Find out how in the slideshow below, showing information from the Tobacco Treatment Center of the Cleveland Clinic.
1. Healing begins
In 20 minutes after the last smoking your blood pressure and pulse are normalized.
2. Return to normal mode.
After 8 hours, the level of carbon monoxide in the blood drops to normal level, and the oxygen level rises to normal.
3. Avoid the attack
In 24 hours your chances of a heart attack decrease.
4. Return your feelings
On the 48-hour mark, your sense of smell and taste is strengthened, and your nerve endings begin to grow.
5. Put your legs back
From 2 weeks to 3 months, walking is facilitated, blood circulation improves and lung function increases to 30%.
6. Live and breathe
After 1-9 months, the total energy of your body increases.
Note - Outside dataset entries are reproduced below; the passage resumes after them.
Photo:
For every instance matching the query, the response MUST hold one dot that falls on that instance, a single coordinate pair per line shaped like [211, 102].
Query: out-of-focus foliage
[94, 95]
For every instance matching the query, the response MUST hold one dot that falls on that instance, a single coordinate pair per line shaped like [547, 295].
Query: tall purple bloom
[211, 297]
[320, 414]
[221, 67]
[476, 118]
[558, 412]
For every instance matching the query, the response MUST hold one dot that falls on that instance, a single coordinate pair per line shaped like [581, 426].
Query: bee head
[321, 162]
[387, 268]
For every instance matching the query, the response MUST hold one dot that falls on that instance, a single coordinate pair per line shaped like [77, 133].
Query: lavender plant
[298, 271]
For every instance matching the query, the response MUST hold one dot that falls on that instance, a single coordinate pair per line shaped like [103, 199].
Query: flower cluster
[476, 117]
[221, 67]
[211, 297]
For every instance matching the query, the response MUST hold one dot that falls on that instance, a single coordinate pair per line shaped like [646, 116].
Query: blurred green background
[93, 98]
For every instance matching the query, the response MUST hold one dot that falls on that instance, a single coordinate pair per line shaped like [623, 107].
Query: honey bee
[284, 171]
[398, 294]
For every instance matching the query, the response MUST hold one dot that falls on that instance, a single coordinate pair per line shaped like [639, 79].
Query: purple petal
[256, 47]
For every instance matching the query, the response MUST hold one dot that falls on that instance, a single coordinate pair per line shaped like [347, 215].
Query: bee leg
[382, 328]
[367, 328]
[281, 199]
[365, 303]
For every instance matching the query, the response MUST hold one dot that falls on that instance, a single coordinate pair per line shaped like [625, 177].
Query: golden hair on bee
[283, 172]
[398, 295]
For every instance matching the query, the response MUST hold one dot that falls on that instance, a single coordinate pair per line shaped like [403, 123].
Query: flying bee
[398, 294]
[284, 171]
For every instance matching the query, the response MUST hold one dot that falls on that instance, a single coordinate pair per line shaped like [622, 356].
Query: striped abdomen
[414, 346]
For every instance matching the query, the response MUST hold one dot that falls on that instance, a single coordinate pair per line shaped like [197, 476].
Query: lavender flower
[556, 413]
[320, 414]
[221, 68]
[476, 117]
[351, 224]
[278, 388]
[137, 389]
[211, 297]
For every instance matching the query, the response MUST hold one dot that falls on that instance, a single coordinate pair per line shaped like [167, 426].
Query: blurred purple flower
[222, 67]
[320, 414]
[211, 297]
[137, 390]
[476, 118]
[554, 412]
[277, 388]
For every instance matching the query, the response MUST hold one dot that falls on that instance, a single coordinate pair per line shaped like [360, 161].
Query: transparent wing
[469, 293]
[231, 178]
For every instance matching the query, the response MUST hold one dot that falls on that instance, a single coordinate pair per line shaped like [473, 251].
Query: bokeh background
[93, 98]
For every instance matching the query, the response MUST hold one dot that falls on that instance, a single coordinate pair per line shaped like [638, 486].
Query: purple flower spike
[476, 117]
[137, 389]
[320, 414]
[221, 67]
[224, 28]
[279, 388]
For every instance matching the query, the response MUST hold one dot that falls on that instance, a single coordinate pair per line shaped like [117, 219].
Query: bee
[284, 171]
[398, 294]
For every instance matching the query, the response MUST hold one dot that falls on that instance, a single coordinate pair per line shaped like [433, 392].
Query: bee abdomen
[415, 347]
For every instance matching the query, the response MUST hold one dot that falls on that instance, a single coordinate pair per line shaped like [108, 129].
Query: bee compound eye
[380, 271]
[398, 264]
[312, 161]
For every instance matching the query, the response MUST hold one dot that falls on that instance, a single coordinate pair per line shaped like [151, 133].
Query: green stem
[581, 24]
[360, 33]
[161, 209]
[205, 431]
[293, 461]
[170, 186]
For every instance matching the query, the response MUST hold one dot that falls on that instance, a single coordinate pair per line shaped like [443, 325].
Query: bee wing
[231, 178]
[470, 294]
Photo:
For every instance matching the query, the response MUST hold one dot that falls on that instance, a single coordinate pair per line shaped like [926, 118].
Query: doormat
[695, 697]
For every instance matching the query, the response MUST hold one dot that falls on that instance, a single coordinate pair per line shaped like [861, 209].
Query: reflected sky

Cough, sinus congestion and shortness of breath decrease. Regeneration of the cilia in the lungs helps to clear them and reduce the likelihood of infection.
7. Save your heart
After 1 year, your excess risk of coronary heart disease is half that of a smoker.
8. Reduce risk
After 5 years, the risk of developing cancer of the mouth, throat and esophagus is half the risk for the smoker. The risk of stroke is the same as that of a nonsmoker, and the death rate from lung cancer is almost half that of regular smokers (one pack a day).
9. Breathing is easier
After 10 years, the death rate from lung cancer is comparable to that of non-smokers. Precancerous cells are replaced, and the risk of cancer of the mouth, throat, esophagus, bladder, kidney and pancreas is reduced.
10. Turn the clock
Congratulations. 15 years after stopping smoking, your risk of heart disease will be the same as that of a non-smoker.